Like other bike makers, Vanmoof is looking to capitalise on surging demand for bicycles in the wake of the COVID-19 pandemic, which has made many commuters wary of public transport. The ad, which has already appeared in the Netherlands and Germany, begins by showing a futuristic sports car against the backdrop of vaguely ominous music.
The car's body begins reflecting factory smokestacks, a massive traffic jam and then a police car at the site of a car flipped over in an accident. Finally the car begins liquefying in a scene worthy of a "Terminator" movie before reforming as a sleek Vanmoof bike.
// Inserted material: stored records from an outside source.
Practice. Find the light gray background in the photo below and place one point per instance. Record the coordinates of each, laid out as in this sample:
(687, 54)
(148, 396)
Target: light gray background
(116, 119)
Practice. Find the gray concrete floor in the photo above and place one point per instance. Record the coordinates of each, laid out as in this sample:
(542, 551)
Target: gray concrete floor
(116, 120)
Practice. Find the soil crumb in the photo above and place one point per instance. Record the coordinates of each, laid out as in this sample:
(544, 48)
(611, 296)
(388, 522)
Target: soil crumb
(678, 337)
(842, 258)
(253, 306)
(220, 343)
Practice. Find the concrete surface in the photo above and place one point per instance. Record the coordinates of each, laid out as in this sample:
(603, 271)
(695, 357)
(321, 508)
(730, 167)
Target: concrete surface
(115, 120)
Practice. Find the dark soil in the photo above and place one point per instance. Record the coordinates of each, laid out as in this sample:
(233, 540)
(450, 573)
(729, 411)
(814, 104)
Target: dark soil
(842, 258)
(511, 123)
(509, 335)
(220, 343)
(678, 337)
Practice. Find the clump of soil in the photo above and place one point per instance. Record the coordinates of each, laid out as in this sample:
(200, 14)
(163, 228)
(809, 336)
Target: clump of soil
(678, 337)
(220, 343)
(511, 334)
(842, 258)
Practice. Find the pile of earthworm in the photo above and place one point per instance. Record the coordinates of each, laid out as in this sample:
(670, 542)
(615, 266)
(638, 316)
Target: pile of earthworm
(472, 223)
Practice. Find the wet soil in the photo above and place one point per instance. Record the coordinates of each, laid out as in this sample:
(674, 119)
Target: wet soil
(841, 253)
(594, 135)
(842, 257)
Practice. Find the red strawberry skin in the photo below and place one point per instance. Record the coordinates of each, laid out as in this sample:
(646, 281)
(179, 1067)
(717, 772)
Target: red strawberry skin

"We feel like it's censorship," Vanmoof's France spokesman Alfa-Claude Djalo said of the decision by the Professional Advertising Regulatory Association (ARPP). "It makes us wonder about the legitimacy of this group, which apparently defends the interests of certain sectors and certain companies," he told AFP.
The ARPP is a self-regulating body unaffiliated with the French state, but its approval of ads is more or less essential before any broadcaster will show them. "Certain scenes reflected by the car appear to us as disproportionate and discredit the entire automobile sector by blaming it alone... all in an anxiety-provoking atmosphere," the ARPP told Vanmoof in a letter seen by AFP.
It asked the company to modify the ad, but Djalo said: "We don't want to distort our video and water it down just to make the French auto industry happy."
ARPP director general Stephane Martin told AFP that despite its rejection of the ad, "in the end the decision to broadcast is up to the media or platform". "That's why this attempt to instrumentalise censorship is nothing more than an old gimmick used by certain players to have free publicity," he said.